Evaluation of influence of chronic kidney disease and sodium disturbances on clinical course of acute and sub-acute stage first-ever ischemic stroke.

BACKGROUND: Chronic kidney disease (CKD) is an independent risk factor for cardiovascular morbidity and mortality. Hyponatremia is the most common electrolyte disturbance encountered in the neurological and neurosurgical intensive care units, and can exacerbate existing neurological deficits. The objective of this study was to observe the influences of chronic kidney disease and sodium disturbances on the clinical course of acute and sub-acute stages of first-ever ischemic stroke.
MATERIAL AND METHODS: 464 patients with previously diagnosed chronic kidney disease (aged 70.42±11.49 years; 250 women) who had experienced their first-ever ischemic stroke were qualified. The following examinations were performed: serum levels of sodium, creatinine, lipids, estimated glomerular filtration rate (eGFR), neurological state on 1st day of stroke (according to National Institutes of Health Stroke Scale), functional state measured with the Rankin scale, (RS) and mortality rate at 1 month after stroke.
RESULTS: The neurological state on 1st day of stroke was worse and the median RS (30 days after stroke) was higher in patients with eGFR ≤60 ml/ (min×1.73). Men with eGFR ≤60 ml had greater neurological deficits and increased mortality within 1 month. In patients with eGFR >60 ml/, male sex was more often associated with worse outcomes at 1 month after ischemic stroke. Hyponatremia was associated with a more severe state in both the acute and sub-acute stages of stroke, with higher incidence of death within 1 month after stroke. Men with hyponatremia had greater neurological deficits on the 1st day and increased mortality within 1 month.
CONCLUSIONS: Renal impairment and hyponatremia are associated with worse neurological outcomes in patients in the acute stage of their first-ever stroke and within 1 month after the event. Males with impaired kidney function and hyponatremia have a more severe course in their first-ever ischemic stroke, as well as having increased mortality.

Background

Chronic kidney disease (CKD), the prevalence of which is estimated to be 8–16% worldwide, is an independent risk factor for morbidity and mortality in patients with cardiovascular disease [1]. Sodium is important in maintaining irritability and conduction of nerve and muscle tissues and assists in the regulation of acid-base balance. Hyponatremia is the most common electrolyte disorder encountered in patients in the neurological and neurosurgical Intensive Care Units and can worsen existing neurological deficits [2-4]. Neurological disorders that cause hyponatremia are diverse and include neurotrauma, subarachnoid hemorrhage, intracerebral hemorrhage, meningitis, and stroke [4-6]. One reason for the increased risk of cardiovascular disease in patients with chronic kidney disease is accelerated atherosclerosis. Advanced asymptomatic atherosclerosis in the carotid arteries is observed in patients during the early stages of CKD, with intima and media thickness increasing directly with a decline in glomerular filtration rate [7]. Concentric arterial calcification is associated with arterial stiffness, resulting in a high pulse pressure and increased characteristic aortic impedance. It has been observed that there is an association between intima calcification and increased incidence of ischemic stroke [8].

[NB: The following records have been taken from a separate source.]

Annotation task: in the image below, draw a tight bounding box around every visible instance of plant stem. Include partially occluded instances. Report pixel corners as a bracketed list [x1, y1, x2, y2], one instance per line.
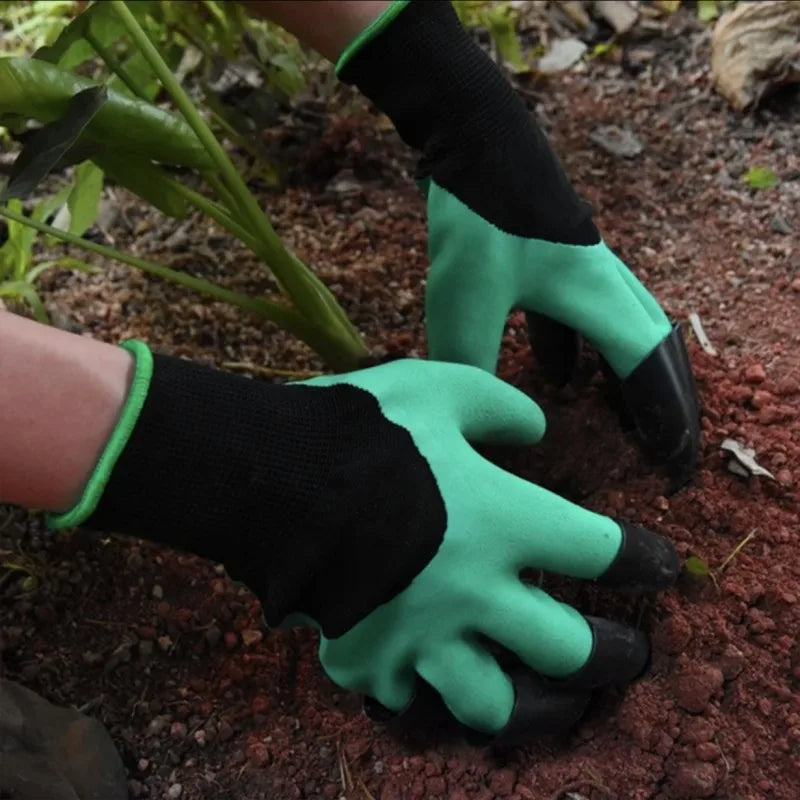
[166, 177, 259, 252]
[109, 0, 367, 357]
[0, 206, 360, 370]
[84, 30, 150, 103]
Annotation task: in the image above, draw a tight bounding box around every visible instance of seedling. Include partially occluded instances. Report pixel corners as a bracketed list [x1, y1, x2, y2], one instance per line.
[0, 192, 96, 322]
[683, 528, 757, 592]
[0, 0, 367, 370]
[741, 167, 780, 191]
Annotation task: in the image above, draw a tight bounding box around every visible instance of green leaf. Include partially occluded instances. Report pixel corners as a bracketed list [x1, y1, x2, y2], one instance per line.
[684, 556, 711, 578]
[33, 2, 150, 70]
[26, 256, 102, 283]
[92, 153, 189, 219]
[0, 280, 50, 324]
[484, 4, 528, 70]
[0, 58, 212, 168]
[0, 86, 108, 200]
[697, 0, 719, 22]
[0, 199, 34, 280]
[108, 53, 161, 102]
[741, 167, 780, 190]
[67, 161, 103, 236]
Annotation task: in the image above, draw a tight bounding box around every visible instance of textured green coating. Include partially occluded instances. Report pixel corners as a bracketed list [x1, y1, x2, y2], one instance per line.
[0, 57, 213, 168]
[426, 181, 671, 378]
[300, 360, 621, 732]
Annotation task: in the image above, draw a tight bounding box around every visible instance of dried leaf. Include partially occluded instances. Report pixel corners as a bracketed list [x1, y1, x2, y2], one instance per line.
[539, 39, 588, 72]
[689, 311, 717, 356]
[720, 439, 775, 481]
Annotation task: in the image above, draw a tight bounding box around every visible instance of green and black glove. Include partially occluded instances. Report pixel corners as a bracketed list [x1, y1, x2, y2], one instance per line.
[337, 0, 699, 481]
[50, 342, 678, 744]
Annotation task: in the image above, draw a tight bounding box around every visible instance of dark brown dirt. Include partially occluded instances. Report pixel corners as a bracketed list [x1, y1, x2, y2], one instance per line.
[0, 12, 800, 800]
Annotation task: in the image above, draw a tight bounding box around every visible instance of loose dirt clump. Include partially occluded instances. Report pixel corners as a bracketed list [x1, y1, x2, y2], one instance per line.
[0, 14, 800, 800]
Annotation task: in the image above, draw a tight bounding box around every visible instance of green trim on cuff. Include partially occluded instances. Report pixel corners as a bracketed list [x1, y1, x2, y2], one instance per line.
[336, 0, 411, 78]
[45, 339, 153, 530]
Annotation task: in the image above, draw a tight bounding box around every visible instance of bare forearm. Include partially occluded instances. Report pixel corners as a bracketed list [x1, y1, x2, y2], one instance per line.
[0, 312, 133, 511]
[242, 0, 391, 61]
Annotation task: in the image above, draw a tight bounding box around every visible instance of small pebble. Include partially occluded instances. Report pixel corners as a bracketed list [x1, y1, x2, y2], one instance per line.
[671, 761, 717, 799]
[744, 364, 767, 385]
[242, 629, 264, 647]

The aim of this study was to evaluate the influence of chronic kidney disease and sodium disturbances on the clinical course of acute and sub-acute stage of first-ever ischemic stroke.

Material and Methods

This prospective, non-randomized study, performed from January 2013 to July 2013, consisted of 464 patients aged 70.42±11.49 years (250 women) with previously diagnosed chronic kidney disease (according to KDIGO 2012 guidelines) [9] admitted to the Department of Neurology due to a first-ever ischemic stroke commensurate with the WHO criteria [10]. The study group consisted of patients in which computed tomography (CT) of the head, performed during the first 24 h of an ischemic event, did not reveal any abnormalities or only revealed early ischemic changes. Patients with both symptoms of transient ischemic attack (TIA) and intracranial hemorrhage, complicated by ischemic stroke due to vasospasm, were excluded from the study. Ethics committee approval was not required because the study was based on a routine laboratory tests performed in every patient with a stroke – no patient identification was recorded and thus the study did not fulfill the criterion of a medical experiment.

The patients were divided into 1 of 2 subgroups:

depending on the value eGFR: ≤60 ml/(min×1.73 m2) and >60 ml/(min×1.73 m2).

depending on the sodium concentration: ≤135mmol/l and >135mmol/l.

The following parameters were analyzed:

– age at which first-ever ischemic stroke occurred;

– prevalence of comorbidities, such as hypertension, persistent atrial fibrillation, diabetes mellitus (DM), and dyslipidemia. Diagnosis of hypertension was consistent with the recommendation of the Polish Society of Cardiology [11]; DM was diagnosed according to the criteria of the Polish Diabetes Association (2013) [12]; dyslipidemia was defined as total cholesterol serum level >200 mg/dl (>5.18 mmol/L); or LDL-cholesterol serum level >100 mg/dl (2.59 mmol/L), or HDL cholesterol serum level <35 mg/dl (0.91 mmol/L), or triglyceride serum level >135 mg/dL (1.53 mmol/L);

– neurological condition during the first 24 h of the ischemic event using the NIHSS score (National Institutes of Health Stroke Scale) [13] (the neurological state was assessed as good or moderate: 0–12 points in NIHSS and severe >12 points in NIHSS respectively);

– mortality rate at 1 month after their first-ever stroke;

– the status of functioning at 1 month after first-ever stroke measured by modified Rankin scale (mRS) [14] during control medical examination in hospital (the functioning state after stroke was assessed as good when the patient did not require caregiver assistance (0–3 points in mRS) or severe when the patient was dependent on the caregiver or died (4–6 points in mRS).

The acute phase of stroke was defined as a period of 1–7 days. The subacute period was defined as 1–3 weeks.

All parameters were also analyzed after the respondents were divided by sex.

Laboratory tests

Laboratory tests were conducted in the Central Laboratory of the Upper Silesian Medical Centre in Katowice. Venous blood samples (20 ml), taken on admission, were withdrawn into plastic test tubes (Vacutainer system). The tubes were allowed to clot, and then centrifuged at room temperature (1000 × G) for 10 min.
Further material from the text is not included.